Diamond Foods Faces Delisting After Another Earnings Flub
Monday's news highlights reason for investors to be weary of Diamond Foods even as shares in the fast growing company remain near one-year lows. Ahead of Diamond Foods Monday statement that it wouldn't file earnings, Thilo Wrede an analyst at Jefferies cautioned investors about the restatement.
"As we currently have no certainty that the company will actually meet the deadline we prefer to stay on the sidelines until we have more clarity regarding DMND's growth and margin picture," wrote Wrede in a June 7 note to clients. While Wrede calculates that Diamond Foods restatement will likely cut at profit margins and lower its 2012 fiscal year earnings per share to 20 cents, he concedes those estimates are based on speculation without actual earnings statements. "We strongly believe that DMND will have to work hard to regain investor trust and additional disclosures would be a major part of this endeavor."
Recently, Diamond Foods has been through a string of negotiations to weather its accounting woes, which killed an acquisition of potato chip maker Pringles and made creditor forbearance agreements crucial.

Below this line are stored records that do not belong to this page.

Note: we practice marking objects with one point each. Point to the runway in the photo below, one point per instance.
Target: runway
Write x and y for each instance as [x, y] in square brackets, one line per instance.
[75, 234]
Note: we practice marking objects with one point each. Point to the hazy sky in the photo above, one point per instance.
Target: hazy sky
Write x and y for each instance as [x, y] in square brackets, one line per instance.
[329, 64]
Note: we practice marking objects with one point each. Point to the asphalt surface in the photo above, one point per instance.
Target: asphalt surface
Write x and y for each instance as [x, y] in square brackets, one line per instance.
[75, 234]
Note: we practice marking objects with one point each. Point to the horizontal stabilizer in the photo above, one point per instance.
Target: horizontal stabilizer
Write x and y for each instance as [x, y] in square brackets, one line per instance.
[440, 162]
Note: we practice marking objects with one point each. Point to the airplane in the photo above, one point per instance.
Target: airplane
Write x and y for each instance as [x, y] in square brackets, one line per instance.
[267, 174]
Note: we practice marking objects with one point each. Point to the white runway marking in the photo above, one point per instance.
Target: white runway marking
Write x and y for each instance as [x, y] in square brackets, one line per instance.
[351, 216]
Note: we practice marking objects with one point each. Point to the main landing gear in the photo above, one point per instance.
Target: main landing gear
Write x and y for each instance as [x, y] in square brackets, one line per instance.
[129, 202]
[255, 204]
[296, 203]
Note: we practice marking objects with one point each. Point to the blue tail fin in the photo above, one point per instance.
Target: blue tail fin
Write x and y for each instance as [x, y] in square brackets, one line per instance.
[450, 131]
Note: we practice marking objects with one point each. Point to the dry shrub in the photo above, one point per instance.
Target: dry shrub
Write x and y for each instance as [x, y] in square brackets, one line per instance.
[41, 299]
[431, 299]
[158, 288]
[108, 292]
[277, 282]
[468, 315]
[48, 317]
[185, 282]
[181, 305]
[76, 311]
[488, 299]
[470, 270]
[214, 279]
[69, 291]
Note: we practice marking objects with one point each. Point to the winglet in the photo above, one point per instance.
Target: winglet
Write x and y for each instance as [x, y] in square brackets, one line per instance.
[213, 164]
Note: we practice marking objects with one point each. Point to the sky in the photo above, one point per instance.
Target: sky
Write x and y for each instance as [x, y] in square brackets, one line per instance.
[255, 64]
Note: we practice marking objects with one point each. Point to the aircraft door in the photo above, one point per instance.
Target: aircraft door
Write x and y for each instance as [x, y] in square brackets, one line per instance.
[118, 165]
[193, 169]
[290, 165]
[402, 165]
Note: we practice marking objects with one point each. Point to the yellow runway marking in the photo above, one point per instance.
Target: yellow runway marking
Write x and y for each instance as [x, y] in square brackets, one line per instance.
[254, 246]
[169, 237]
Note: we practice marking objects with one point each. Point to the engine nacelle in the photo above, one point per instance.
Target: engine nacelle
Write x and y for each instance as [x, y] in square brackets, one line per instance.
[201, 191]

Most of Diamond Foods bank debt was originally taken out to acquire Pringles from Procter & Gamble (PG) for $2.35 billion.
Procter & Gamble pulled its sale of the unit when Diamond Foods disclosed that an internal investigation of its accounting cast the company's earnings in doubt. Pringles was subsequently sold to Kellogg(K) in February.
With the prospect of restating higher walnut supply costs -- a key for its Emerald Nuts unit -- and weaker than previously reported earnings, Diamond Foods was likely to violate leverage covenants on those loans, precipating a string of lender forbearance agreements and a search for new capital.